Exercise on this day: Hyung: Ki Cho Hyung Il Bu, Pyang Ahn Cho Dan, Chil Sung E Lo
In case anybody noticed, the site was down since some time Tuesday. I managed to set up the automatic bill payment for the new web hosting incorrectly and it got suspended for a few days before I realized. That wouldn’t have happened if I were a bit more religious about posting. As it is there are days when I did my kicks for the 20,000 but neglected to record them so they just don’t count…
On a brighter note, the site is up to 82 registered users. Granted, every last one of them is a spambot but at least the internet acknowledges that I’m here.

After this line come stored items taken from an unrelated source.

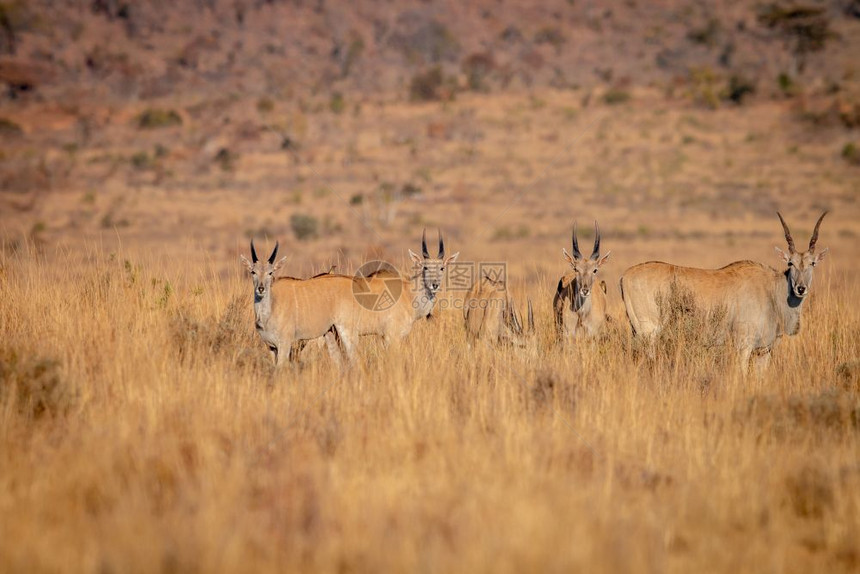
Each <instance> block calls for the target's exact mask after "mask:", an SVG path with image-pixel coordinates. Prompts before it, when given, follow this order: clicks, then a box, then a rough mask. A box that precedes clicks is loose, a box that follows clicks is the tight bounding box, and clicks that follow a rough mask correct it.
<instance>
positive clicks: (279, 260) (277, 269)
mask: <svg viewBox="0 0 860 574" xmlns="http://www.w3.org/2000/svg"><path fill="white" fill-rule="evenodd" d="M286 262H287V256H286V255H284V256H283V257H281V258H280V259H278V261H277V263H275V264H274V265H273V266H272V271H277V270H278V269H280V268H281V266H282V265H283V264H284V263H286Z"/></svg>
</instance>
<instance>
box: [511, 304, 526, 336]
mask: <svg viewBox="0 0 860 574" xmlns="http://www.w3.org/2000/svg"><path fill="white" fill-rule="evenodd" d="M508 307H509V309H510V314H511V319H512V320H513V327H514V332H515V333H517V334H518V335H520V334H522V332H523V322H522V320H521V319H520V317H519V314H518V313H517V309H516V307H515V306H514V302H513V301H512V300H510V301H508Z"/></svg>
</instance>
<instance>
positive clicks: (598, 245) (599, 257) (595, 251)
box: [591, 219, 600, 261]
mask: <svg viewBox="0 0 860 574" xmlns="http://www.w3.org/2000/svg"><path fill="white" fill-rule="evenodd" d="M591 258H592V259H594V260H595V261H596V260H597V259H599V258H600V227H598V226H597V220H596V219H595V220H594V250H593V251H592V252H591Z"/></svg>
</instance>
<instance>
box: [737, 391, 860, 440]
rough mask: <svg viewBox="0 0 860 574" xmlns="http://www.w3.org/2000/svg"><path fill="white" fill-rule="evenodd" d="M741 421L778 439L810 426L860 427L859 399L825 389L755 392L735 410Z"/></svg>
mask: <svg viewBox="0 0 860 574" xmlns="http://www.w3.org/2000/svg"><path fill="white" fill-rule="evenodd" d="M735 418H736V420H737V421H739V422H740V423H741V424H742V425H744V426H748V425H752V426H753V427H754V428H757V429H759V430H760V431H762V432H768V433H769V434H770V435H771V436H773V437H774V438H777V439H784V438H786V437H787V436H789V434H790V433H792V432H796V431H801V432H803V433H808V432H809V431H810V430H815V429H818V430H824V431H839V430H843V429H844V430H858V429H860V403H858V401H857V399H856V398H852V397H851V396H850V395H848V394H844V393H837V392H833V391H830V392H824V393H820V394H813V395H805V396H797V395H791V396H788V397H776V396H755V397H753V398H752V399H750V401H749V403H748V405H747V407H746V408H745V409H740V410H737V411H736V412H735Z"/></svg>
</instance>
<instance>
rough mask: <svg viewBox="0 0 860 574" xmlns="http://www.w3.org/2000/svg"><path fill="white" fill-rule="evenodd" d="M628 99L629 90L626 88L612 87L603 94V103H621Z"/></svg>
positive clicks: (615, 104)
mask: <svg viewBox="0 0 860 574" xmlns="http://www.w3.org/2000/svg"><path fill="white" fill-rule="evenodd" d="M629 101H630V92H628V91H626V90H620V89H618V88H612V89H611V90H609V91H608V92H606V93H605V94H603V103H604V104H607V105H610V106H614V105H617V104H623V103H626V102H629Z"/></svg>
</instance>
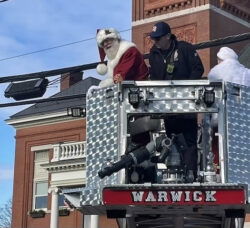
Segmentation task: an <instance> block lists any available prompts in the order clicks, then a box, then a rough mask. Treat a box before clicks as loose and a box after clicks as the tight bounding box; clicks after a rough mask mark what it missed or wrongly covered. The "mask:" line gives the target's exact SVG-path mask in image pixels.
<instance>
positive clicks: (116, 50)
mask: <svg viewBox="0 0 250 228" xmlns="http://www.w3.org/2000/svg"><path fill="white" fill-rule="evenodd" d="M119 46H120V43H119V41H118V40H114V41H113V43H112V46H111V47H110V48H108V49H104V51H105V53H106V55H107V58H108V59H109V60H112V59H114V58H115V56H116V54H117V52H118V49H119Z"/></svg>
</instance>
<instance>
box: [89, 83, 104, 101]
mask: <svg viewBox="0 0 250 228" xmlns="http://www.w3.org/2000/svg"><path fill="white" fill-rule="evenodd" d="M100 88H101V87H100V86H94V85H93V86H90V87H89V89H88V92H87V98H91V97H92V95H93V93H94V91H95V90H98V89H100Z"/></svg>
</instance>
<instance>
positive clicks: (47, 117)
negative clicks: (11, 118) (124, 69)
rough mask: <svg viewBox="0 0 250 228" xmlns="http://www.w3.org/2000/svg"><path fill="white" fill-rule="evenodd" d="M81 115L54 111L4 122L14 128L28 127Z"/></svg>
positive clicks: (72, 118) (15, 128)
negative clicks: (41, 114)
mask: <svg viewBox="0 0 250 228" xmlns="http://www.w3.org/2000/svg"><path fill="white" fill-rule="evenodd" d="M81 119H83V118H82V117H80V118H76V117H71V116H68V115H67V112H66V111H64V112H56V113H49V114H43V115H34V116H26V117H19V118H13V119H8V120H6V121H5V122H6V123H7V124H9V125H11V126H13V127H14V128H15V129H22V128H29V127H33V126H42V125H48V124H55V123H59V122H68V121H76V120H81Z"/></svg>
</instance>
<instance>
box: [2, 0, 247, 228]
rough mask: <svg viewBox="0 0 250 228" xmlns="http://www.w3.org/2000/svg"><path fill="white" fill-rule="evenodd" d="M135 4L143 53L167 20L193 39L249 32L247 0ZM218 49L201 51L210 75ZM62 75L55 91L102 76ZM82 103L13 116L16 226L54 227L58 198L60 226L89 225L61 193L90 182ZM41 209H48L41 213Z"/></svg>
mask: <svg viewBox="0 0 250 228" xmlns="http://www.w3.org/2000/svg"><path fill="white" fill-rule="evenodd" d="M132 10H133V14H132V15H133V18H132V40H133V41H134V42H135V43H136V44H137V46H138V48H139V49H140V50H141V51H142V52H143V53H147V52H148V51H149V48H150V47H151V45H152V43H151V41H150V39H149V37H148V33H149V32H150V31H151V28H152V26H153V24H155V23H156V22H157V21H161V20H164V21H166V22H168V23H169V24H170V25H171V27H172V31H173V33H175V34H176V35H177V37H178V38H179V39H183V40H186V41H189V42H191V43H199V42H203V41H208V40H212V39H216V38H220V37H225V36H228V35H234V34H241V33H244V32H249V28H250V23H249V21H250V14H249V12H250V2H249V1H247V0H245V1H244V0H241V1H240V0H133V9H132ZM246 45H247V41H245V42H241V43H236V44H232V45H230V46H231V47H232V48H234V49H235V50H237V51H238V53H239V52H240V51H241V50H242V49H243V48H244V47H245V46H246ZM218 49H219V47H215V48H209V49H204V50H200V51H199V53H200V56H201V58H202V61H203V63H204V66H205V70H206V71H205V75H206V74H207V72H208V71H209V69H210V68H211V67H212V66H213V65H214V64H215V63H216V62H215V60H216V58H215V55H216V52H217V51H218ZM62 79H63V80H62V83H61V92H60V93H58V94H56V95H55V96H54V97H60V96H66V95H73V94H83V93H86V91H87V89H88V88H89V86H90V85H92V84H98V82H99V81H98V80H97V79H94V78H87V79H85V80H82V74H81V73H74V74H66V75H62ZM79 106H81V107H84V106H85V99H83V98H75V99H72V100H64V101H53V102H47V103H43V104H36V105H33V106H31V107H30V108H27V109H25V110H23V111H21V112H19V113H17V114H15V115H13V116H11V117H10V119H9V120H8V121H7V122H8V124H10V125H12V126H13V127H15V128H16V156H15V173H14V193H13V220H12V227H13V228H40V227H41V228H46V227H49V226H50V223H51V222H53V221H51V219H50V214H51V207H52V206H51V205H53V200H57V199H58V202H59V207H60V208H61V210H59V227H60V228H69V227H75V228H76V227H79V228H80V227H83V224H84V219H83V215H82V214H81V213H80V212H79V211H77V210H74V209H70V205H65V202H66V203H68V204H69V202H68V201H67V199H66V200H65V199H64V196H63V195H62V194H60V190H63V191H64V192H67V190H68V191H71V192H72V191H73V190H74V189H75V190H76V191H77V189H78V188H81V187H83V186H84V183H85V166H84V164H85V160H84V159H85V154H84V147H85V129H86V123H85V119H84V118H83V117H80V118H73V117H70V116H68V115H67V108H70V107H79ZM72 189H73V190H72ZM48 191H49V192H50V193H48ZM76 203H77V202H76ZM63 208H64V209H65V208H67V210H62V209H63ZM39 210H43V211H45V213H42V212H41V213H40V214H39V213H35V211H39ZM66 215H67V216H66ZM85 222H86V221H85ZM85 227H87V225H86V224H85ZM108 227H109V228H111V227H112V228H113V227H114V228H116V227H117V225H116V223H115V222H114V221H113V220H108V221H107V220H106V219H105V218H101V222H100V228H108Z"/></svg>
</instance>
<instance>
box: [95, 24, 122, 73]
mask: <svg viewBox="0 0 250 228" xmlns="http://www.w3.org/2000/svg"><path fill="white" fill-rule="evenodd" d="M108 38H113V39H118V40H121V36H120V34H119V32H118V31H117V30H115V29H114V28H109V29H100V30H97V35H96V41H97V44H98V48H99V54H100V59H101V63H99V64H98V65H97V67H96V71H97V73H98V74H100V75H104V74H106V73H107V71H108V67H107V65H106V64H105V63H104V59H105V56H106V54H105V51H104V49H103V46H102V45H103V41H104V40H106V39H108Z"/></svg>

Before there was Groundhog Day, there was St. Bridget’s Day.
Before there was St. Bridget’s Day, there was Imbolc.
Imbolc in its original form was associated with the Gaelic goddess, Brigid in her role as a fertility goddess and heralds the onset of spring. It was later Christianized as St. Bridget’s Day and sometimes tends to be merged with Candlemas.
Imbolc is variously associated with February 1st, the Full Moon mid-way between the Winter Solstice and the Vernal Equinox, or the first blooming of blackthorn. Customs for observing Imbolc vary among neopagans but usually include symbolic hearthfires or candles representing the return of the Sun. The ritual of “spring cleaning” has also been associated with this holiday.
The modern association with Groundhog Day may be related to weather divination practices originally associated with Imbolc. In Gaelic tradition, foul weather on Imbolc was a sign that winter would soon be over.
Yes, I know it makes me a bad American but I’m just not a football guy. As a Connecticut resident I’m expected to be a Pats fan. Okay. Go, Pats!
The truth of it is that my only interest in the Super Bowl is the party I’m missing with my old fire department shift-mates due to the impending winter storm moving in sometime tonight. I’m just not as cavalier about driving home in bad weather as I once was. Even the commercials don’t hold the attraction that they once did now that they can all be watched on YouTube without needing to watch a bunch of overpaid business men spend four hours to play a one hour game to do it…
The game’s on the TV but I’ll probably use the time to catch up on my blog and to figure out what I’m going to do working from home tomorrow. I know, “Bah, humbug”.